SCHULTZ: Well, I'm heartbroken. This newspaper launched my career. When I started there, there were more than 400 people in the Newspaper Guild. And as of the last month, they got rid of the entire guild. And we still subscribe because I care about a lot of the people who are still working there. But if we ever needed an active, vigorous place full of veteran journalists right now, it is in this time of not just the coronavirus but of the continued and deserved racial unrest that we have.
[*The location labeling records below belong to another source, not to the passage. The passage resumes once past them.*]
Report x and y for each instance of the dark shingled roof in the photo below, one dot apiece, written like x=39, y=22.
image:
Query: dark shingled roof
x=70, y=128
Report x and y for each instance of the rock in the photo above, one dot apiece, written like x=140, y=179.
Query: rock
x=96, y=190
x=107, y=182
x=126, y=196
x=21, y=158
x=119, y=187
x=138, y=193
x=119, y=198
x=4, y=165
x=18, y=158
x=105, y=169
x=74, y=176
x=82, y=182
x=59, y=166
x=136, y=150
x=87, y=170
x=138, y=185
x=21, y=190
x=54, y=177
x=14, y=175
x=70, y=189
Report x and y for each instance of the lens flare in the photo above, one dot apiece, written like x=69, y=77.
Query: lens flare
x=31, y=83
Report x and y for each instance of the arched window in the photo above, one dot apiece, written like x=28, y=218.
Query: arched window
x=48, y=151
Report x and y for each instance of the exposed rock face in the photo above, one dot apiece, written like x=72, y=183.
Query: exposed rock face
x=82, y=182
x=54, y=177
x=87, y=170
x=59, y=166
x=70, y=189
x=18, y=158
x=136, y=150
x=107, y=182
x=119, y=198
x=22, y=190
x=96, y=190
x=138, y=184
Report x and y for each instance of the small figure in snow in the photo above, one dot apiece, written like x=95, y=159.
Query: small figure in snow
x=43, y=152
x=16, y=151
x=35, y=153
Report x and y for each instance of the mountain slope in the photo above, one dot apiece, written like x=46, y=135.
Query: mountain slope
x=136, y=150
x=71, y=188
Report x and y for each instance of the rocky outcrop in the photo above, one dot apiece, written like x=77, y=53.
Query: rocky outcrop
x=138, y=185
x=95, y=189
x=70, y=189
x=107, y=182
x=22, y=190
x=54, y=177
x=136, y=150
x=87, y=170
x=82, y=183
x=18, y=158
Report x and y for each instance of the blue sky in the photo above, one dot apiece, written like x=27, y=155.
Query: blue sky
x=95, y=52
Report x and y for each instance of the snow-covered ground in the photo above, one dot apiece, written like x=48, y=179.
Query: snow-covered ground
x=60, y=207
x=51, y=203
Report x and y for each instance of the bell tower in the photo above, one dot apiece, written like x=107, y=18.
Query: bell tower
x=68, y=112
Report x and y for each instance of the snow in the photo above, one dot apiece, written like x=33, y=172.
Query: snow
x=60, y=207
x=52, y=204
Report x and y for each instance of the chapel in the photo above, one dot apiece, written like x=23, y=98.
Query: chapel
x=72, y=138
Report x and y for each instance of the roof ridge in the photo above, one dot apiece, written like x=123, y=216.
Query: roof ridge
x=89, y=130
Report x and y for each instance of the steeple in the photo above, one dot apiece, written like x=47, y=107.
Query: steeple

You know, when I grew up in Ashtabula - I should backtrack - half of my class all the way through elementary school was black. I didn't even understand, of course, the significance of that until I got older - that when your friends are people who don't have to look like you but you are certain that they are like you, it really informs who you are, right? It certainly has informed my work. What has concerned me in the conversations about it - even now as we're looking at what's happening around the country - is so many white people talk about what's happening in the black community. And as long as we call it the black community instead of our community, we're able to distance ourselves from what is actually happening.
I'll go back to Tamir Rice when he died - whom I wrote about this week in my column. And I was troubled by how few white people showed up for that funeral. And it made me understand that even though they may have felt sad to hear the news, it wasn't their child they had lost. It wasn't their community as they saw it, which brings me back to Plain Dealer coverage. It has all but abandoned local coverage in the way it used to for the Guild. They were told if they stayed in the Guild, they weren't going to be able to cover Cleveland anymore. And so the last of the veteran journalists who've been reporting on this community and in this city for so many years are gone. And I don't need to tell you what the lack of institutional memory in your journalists can do to your coverage.
SIMON: Connie Schultz - her debut novel "The Daughters of Erietown". Thank you so much.
SCHULTZ: Scott, you know how grateful I am, I hope. I really am, especially in this time. Thank you.